As for literature: As soon as this line of thinking gains foothold, it spreads like mold through antiquated wood. It's like a gypsy moth and the elms. Okay, enough analogies. It's not just coming after her -- it's coming after everything, and has been since the canon came into question in the '80s. Dead, white males (or living, American females) are no longer the canon. The anti-canonites are trying to reserve space for the traditionally "underrepresented," which is the new buzzword now, because world literature and its adherents suffered so badly at the obviousness of quality back in the eighties and nineties. Underrepresentation is more of a political term of art once the artistic canon couldn't see fit to put enough world exotics in over the dead Europeans.
Underrepresentation, then, takes the act to a new level by making the personal political via some sort of implied quota. I've seen it in the music ads -- asking for artwork or calls for employment, especially among the "underrepresented." It wants its place in the pantheon. It wants to reserve the literary or artistic voice to those experiences had by traditionally distinct groups for members of the distinct groups themselves. Regarding cancel culture, the buzz of underrepresentation stakes out its barrier of sanction or soft censorship for the "dispossessed," and one of its methods is cancel culture, that which tries to quiet the talented outsider voice.
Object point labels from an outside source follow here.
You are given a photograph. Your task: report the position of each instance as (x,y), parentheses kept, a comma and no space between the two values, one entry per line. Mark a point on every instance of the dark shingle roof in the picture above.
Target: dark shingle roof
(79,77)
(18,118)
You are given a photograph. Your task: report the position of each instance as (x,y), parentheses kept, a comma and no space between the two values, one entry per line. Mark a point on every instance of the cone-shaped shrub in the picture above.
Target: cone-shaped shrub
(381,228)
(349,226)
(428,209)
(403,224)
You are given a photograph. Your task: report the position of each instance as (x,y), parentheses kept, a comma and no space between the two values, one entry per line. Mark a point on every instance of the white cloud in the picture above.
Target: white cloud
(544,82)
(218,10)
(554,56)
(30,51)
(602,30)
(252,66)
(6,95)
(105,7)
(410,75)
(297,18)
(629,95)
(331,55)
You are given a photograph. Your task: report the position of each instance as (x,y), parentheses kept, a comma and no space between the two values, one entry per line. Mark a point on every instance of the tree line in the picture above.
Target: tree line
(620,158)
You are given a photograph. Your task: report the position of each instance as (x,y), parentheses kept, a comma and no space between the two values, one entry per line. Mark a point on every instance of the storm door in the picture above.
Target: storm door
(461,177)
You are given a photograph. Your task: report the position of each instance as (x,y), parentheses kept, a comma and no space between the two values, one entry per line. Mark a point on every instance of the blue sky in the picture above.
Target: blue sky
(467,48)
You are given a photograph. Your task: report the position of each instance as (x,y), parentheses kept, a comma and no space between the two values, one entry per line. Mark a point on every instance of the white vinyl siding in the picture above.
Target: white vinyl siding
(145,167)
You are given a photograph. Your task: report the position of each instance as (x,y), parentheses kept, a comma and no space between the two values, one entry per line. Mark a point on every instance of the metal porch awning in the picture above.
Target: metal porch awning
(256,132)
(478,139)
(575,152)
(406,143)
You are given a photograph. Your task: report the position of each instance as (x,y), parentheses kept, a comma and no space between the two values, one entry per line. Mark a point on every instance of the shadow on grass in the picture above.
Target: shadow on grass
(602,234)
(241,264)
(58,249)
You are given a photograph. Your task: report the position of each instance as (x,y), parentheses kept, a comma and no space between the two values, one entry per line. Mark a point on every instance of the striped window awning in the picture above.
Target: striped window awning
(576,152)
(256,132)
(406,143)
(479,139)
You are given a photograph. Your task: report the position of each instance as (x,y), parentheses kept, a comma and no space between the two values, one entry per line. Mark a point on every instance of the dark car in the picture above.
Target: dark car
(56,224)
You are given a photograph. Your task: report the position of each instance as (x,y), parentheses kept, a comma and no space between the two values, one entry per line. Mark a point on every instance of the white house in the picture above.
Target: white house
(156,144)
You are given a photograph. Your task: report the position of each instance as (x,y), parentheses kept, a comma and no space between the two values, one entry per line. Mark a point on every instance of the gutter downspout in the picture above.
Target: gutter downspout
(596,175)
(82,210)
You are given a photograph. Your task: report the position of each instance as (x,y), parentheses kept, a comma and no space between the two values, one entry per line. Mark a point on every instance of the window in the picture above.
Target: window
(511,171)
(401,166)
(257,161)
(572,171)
So we have the movement identified ("representation"), and now its modus operandi ("cancel culture"). So we've diagnosed it here in the few paragraphs above. My opinion is that it needs to be paid no heed within the literary crit world (hint: it won't be because of the self-flagellating political baggage turned to rot in lit crit) and the artistic world writ large. That's simply my declarative two cents and nothing more.